RevPAR at Hersha’s nine hotels in five New York City boroughs stood at $238.88, put there by ADR growth of 4.1 percent and occupancy that rose 149 points to 96 percent. The company’s six comparable hotels in the Manhattan market alone saw RevPAR grow 6.1 percent to $266.54 with ADR rising 4.8 percent and occupancy going up 119 points to 95.8 percent.

“The Company’s comparable Manhattan portfolio outperformed the Manhattan market by 180 basis points,” the company said. “This outperformance has occurred in 15 of the previous 18 quarters as a result of a young, well-located and purpose built hotel cluster that appeals to the tastes and preferences of today’s traveler.”

RevPAR for the company’s 38 comparable hotels rose 1.9 percent in the second quarter and those hotels’ ADR rose 3.5 percent to $244.23 as occupancy dropped 137 points to 85.2 percent. The comparable hotels’ EBITDA margins also shrank 80 basis points to 38 percent.
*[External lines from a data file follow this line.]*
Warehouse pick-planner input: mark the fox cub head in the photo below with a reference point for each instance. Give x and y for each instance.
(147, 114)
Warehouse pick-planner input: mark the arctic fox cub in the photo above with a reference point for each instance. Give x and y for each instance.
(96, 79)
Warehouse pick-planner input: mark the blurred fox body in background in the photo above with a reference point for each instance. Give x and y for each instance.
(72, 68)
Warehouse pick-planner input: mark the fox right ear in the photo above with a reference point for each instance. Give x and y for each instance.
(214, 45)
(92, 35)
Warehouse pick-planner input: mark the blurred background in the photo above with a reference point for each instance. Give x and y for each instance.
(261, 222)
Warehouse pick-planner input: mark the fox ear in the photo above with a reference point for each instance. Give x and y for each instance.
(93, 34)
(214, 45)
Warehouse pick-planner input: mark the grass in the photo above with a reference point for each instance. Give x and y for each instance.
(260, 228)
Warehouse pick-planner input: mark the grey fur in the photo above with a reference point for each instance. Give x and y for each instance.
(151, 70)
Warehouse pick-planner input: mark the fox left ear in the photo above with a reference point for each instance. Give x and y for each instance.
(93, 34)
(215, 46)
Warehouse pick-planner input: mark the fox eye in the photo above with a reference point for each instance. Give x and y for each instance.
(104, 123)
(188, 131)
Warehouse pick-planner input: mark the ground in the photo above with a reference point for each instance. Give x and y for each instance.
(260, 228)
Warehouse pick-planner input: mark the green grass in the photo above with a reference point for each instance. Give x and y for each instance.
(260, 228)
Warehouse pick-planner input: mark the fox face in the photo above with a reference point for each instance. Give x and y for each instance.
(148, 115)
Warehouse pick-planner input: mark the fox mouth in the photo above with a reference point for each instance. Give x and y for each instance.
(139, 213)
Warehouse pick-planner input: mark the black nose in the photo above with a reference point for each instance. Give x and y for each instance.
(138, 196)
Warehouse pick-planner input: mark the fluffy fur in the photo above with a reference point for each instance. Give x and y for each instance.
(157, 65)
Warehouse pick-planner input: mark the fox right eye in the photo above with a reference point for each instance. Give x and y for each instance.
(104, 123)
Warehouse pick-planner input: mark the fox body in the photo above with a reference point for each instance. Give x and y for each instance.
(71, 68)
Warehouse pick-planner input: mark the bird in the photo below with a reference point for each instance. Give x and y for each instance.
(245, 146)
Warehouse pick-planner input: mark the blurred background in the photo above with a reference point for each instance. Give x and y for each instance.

Some of Hersha’s ongoing renovations and ROI projects encountered delays, however, denting the company’s performance during the quarter. “Including these renovation disruptions, we grew comparable portfolio of RevPAR by 1.9 percent,” Shah said. “Despite the short-term drag, these long-term capital projects are high return transformational projects that will meaningfully benefit the portfolio in the coming quarters and years ahead.”